Latim e Direito Constitucional

Se o ato humano for bom ou mau, o sujeito moral tem direito a uma recompensa ou é passível de castigo, pois o mérito é uma propriedade do ato humano.

O mérito de justiça (de condigno) é uma dívida de justiça. Assim, o operário tem direito estritamente ao seu salário, mas o filho tem apenas um direito lato a herdar do seu pai, que, por graves razões (C.C. arts. 1.961-1.965), o poderá privar de qualquer herança.

O mérito de pura conveniência (de congruo) nasce de uma situação em que a retribuição, sem ser devida, é conveniente. É o caso de o pobre que prestou ao rico um serviço, mesmo leve, receber deste um largo prêmio.

Para que haja mérito de justiça, o ato deve ser moralmente bom e ter sido livremente praticado. Além disso, deve proporcionar àquele que galardoa uma vantagem, na qual se funde a dívida que ele tem que pagar em justiça.
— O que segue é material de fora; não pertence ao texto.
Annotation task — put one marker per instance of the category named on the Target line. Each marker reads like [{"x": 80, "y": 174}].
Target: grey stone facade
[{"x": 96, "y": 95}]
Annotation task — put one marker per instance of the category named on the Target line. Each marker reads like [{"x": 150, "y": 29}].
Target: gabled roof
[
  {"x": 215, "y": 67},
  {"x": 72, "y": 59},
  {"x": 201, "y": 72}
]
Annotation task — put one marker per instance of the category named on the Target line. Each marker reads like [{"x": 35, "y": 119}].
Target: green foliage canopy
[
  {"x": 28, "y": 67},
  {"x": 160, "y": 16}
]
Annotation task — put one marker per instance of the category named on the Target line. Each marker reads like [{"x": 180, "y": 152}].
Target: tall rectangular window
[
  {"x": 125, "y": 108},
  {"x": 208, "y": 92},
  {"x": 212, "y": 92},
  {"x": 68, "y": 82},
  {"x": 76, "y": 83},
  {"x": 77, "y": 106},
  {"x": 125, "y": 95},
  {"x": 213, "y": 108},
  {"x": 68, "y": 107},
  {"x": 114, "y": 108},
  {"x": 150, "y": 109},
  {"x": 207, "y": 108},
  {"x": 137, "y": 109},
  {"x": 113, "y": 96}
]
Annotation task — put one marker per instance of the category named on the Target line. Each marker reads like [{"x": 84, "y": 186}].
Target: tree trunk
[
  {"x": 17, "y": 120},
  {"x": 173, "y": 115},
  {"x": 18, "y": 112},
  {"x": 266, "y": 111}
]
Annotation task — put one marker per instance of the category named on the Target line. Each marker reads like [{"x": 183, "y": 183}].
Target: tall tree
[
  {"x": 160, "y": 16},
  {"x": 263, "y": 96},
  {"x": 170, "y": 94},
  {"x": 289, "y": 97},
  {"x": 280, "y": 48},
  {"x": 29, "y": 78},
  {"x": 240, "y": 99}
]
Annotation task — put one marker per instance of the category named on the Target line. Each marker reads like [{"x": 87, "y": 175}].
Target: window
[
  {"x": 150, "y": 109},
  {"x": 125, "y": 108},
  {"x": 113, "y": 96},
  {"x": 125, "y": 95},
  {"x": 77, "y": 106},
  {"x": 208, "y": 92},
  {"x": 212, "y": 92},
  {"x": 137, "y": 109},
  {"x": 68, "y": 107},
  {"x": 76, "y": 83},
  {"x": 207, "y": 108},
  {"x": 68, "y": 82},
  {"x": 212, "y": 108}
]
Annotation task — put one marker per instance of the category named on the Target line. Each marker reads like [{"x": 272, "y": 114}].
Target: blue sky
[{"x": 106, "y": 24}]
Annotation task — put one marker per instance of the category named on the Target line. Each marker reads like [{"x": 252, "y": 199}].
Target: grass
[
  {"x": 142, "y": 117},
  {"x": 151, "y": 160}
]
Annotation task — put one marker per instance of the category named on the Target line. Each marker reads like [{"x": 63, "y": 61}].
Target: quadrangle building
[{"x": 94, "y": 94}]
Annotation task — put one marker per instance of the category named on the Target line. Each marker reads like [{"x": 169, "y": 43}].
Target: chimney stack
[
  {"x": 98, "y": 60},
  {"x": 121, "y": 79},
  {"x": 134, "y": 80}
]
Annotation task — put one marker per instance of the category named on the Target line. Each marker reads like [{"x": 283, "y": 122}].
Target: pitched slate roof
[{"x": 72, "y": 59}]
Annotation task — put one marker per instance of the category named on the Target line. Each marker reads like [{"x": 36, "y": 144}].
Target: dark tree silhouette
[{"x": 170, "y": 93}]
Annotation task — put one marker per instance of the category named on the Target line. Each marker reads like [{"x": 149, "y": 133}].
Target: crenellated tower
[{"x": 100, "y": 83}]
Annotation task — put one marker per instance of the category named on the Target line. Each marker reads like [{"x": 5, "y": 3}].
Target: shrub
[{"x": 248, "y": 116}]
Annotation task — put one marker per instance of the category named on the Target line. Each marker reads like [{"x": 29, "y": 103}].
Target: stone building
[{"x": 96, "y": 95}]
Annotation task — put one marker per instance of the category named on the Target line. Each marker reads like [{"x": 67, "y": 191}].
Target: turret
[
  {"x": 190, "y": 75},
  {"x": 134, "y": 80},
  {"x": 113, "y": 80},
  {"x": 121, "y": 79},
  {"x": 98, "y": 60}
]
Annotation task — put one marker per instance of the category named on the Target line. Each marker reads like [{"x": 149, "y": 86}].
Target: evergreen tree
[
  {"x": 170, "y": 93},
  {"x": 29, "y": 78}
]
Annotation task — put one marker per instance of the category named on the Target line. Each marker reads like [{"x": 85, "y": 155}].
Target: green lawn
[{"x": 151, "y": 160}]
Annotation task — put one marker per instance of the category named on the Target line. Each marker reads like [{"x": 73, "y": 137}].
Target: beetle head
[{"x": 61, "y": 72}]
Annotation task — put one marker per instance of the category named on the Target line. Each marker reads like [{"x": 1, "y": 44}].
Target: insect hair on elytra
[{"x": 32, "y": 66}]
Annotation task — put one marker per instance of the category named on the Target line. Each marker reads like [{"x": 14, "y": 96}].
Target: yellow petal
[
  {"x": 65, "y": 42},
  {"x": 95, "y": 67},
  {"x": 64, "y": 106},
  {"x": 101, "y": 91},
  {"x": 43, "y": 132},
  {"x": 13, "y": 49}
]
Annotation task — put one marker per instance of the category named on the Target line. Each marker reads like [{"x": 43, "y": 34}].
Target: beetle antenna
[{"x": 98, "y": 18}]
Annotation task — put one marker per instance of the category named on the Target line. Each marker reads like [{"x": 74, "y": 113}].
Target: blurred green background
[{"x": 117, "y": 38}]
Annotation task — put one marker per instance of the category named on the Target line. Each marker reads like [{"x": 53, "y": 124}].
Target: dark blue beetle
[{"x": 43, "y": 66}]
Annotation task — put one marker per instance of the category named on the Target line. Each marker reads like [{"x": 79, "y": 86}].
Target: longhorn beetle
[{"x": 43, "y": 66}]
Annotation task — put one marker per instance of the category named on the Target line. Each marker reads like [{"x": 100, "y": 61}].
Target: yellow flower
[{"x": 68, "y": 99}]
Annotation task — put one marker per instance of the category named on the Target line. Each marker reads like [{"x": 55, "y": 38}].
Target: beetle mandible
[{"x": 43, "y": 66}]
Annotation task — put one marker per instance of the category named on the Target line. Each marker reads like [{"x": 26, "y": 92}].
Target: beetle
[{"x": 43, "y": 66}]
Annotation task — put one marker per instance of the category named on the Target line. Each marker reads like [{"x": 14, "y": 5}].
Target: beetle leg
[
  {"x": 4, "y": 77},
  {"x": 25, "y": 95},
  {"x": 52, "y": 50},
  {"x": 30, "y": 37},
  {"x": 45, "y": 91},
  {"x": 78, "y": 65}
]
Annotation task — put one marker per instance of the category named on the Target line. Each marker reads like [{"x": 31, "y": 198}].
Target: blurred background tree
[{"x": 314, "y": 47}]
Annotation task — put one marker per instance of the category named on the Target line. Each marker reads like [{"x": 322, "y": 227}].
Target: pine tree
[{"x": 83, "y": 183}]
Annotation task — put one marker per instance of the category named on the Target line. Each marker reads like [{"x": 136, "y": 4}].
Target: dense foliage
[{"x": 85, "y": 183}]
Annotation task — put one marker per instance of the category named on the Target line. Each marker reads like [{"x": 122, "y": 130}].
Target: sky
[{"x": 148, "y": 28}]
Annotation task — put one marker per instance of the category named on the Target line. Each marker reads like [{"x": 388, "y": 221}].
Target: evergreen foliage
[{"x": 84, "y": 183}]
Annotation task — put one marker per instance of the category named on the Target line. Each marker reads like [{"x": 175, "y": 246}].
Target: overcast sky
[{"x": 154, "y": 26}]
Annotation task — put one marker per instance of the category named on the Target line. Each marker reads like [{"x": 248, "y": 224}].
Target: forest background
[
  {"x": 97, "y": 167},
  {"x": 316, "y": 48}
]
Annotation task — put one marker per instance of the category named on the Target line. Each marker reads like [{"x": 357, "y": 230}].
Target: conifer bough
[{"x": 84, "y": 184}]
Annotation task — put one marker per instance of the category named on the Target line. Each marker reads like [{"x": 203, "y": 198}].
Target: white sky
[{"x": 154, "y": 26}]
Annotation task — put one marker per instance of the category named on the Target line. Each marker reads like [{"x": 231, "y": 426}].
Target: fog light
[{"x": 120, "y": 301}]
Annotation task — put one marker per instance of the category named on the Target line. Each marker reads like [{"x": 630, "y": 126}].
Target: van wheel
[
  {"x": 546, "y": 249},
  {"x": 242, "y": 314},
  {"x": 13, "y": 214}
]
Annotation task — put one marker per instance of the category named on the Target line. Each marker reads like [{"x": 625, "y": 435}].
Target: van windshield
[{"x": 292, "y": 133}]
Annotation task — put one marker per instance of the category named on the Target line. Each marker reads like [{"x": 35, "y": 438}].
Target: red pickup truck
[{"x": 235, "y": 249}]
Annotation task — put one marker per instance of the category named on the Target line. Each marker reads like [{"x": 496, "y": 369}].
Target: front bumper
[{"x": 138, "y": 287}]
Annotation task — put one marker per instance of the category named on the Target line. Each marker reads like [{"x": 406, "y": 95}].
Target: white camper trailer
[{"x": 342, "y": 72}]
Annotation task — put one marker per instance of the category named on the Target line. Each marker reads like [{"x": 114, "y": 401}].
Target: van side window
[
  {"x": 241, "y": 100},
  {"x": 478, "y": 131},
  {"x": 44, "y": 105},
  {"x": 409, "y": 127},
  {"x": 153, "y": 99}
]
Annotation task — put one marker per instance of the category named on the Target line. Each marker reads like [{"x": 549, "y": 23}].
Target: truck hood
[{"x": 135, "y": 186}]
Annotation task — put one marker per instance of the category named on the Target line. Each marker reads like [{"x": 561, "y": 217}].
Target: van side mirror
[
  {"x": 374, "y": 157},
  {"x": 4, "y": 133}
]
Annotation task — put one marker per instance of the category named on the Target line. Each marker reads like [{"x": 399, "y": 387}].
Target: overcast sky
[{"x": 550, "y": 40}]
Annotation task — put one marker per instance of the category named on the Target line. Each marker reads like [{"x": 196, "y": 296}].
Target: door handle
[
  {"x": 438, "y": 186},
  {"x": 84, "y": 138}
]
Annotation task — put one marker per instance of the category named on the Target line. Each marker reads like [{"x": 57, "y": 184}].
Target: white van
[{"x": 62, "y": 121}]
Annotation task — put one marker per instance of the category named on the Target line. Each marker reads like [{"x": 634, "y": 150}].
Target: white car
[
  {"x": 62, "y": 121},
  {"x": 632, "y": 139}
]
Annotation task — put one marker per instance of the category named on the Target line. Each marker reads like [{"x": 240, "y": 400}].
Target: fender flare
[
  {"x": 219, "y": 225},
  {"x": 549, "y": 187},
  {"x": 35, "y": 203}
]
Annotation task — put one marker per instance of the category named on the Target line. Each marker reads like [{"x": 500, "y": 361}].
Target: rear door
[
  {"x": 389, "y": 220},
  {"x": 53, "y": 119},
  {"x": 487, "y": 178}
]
Finalmente, o mérito supõe um compromisso da parte de quem recompensa.

O conjunto das compensações ou dos castigos ligados à observância ou à violação da lei chama-se de sanção. Ela se distingue do simples favor e do salário que só tem relação com o efeito material da atividade. Não se requer, como diz Tomás de Aquino (1221-1274), que o operário trabalhe bem, mas que produza uma boa obra: “Non enim pertinet ad laudem artificis, inquantum artifex est, qua voluntate opus faciat; sed quale sit opus quod facit.” (S.th. I-II 57, 3).

Sem sanção a lei seria ilusória. Assim o culpado pode ser atingido em seus bens, em sua honra e em sua liberdade. Se ela não existisse, a observância e a violação da lei teriam os mesmos efeitos. O bem e o mal tornar-se-iam indiferentes.

A finalidade da sanção é proporcionar a realização ou o restabelecimento da ordem, cuja expressão ideal é a lei. É remuneradora, quando assegura a obtenção do fim último; vindicativa, quando impõe um castigo proporcional à gravidade da falta; medicinal, ao prevenir a violação da lei pela ameaça que faz pesar contra quem a viole.

A sanção não é conseqüência arbitrária dos atos morais, mas um elemento intrínseco e constitutivo da ordem, da qual não pode ser destacada: a finalidade está ligada ao bem, e o bem, à felicidade – dois aspectos de uma só e mesma realidade.

As conseqüências naturais de nosso atos ou a satisfação íntima da consciência correspondem às exigências de uma sanção perfeita? Universal, a sanção deve incidir sobre todos os atos morais, bons ou maus, interiores ou exteriores; ser proporcional à qualidade moral do ato; eficaz, capaz de assegurar o respeito da lei. Ou seja, nenhuma sanção terrena, nem mesmo da consciência, responde a esses três requisitos.

A sanção legal (dos tribunais) e as sociais (da sociedade) incidem só sobre os atos exteriores, em sua pura materialidade, e, ainda assim, de maneira freqüentemente injusta.

A sanção da consciência é a mais alta e a mais bela, pois nenhuma pode comparar-se com a alegria de uma boa consciência. Infelizmente, é também insuficiente para realizar a ordem absoluta.

Os erros e as ignorâncias da consciência, os limites do seu juízo ou discernimento impedem-na de ser um juiz perfeitamente justo e íntegro. Por isso é que as censuras da consciência ordinariamente diminuem em razão mesmo da malícia que deveriam punir: os maus acabam gozando da paz relativa que o hábito do mal acarreta.

P.S.: artigo publicado no periódico Jornal da Cidade (Caxias – MA), em 17/09/2006.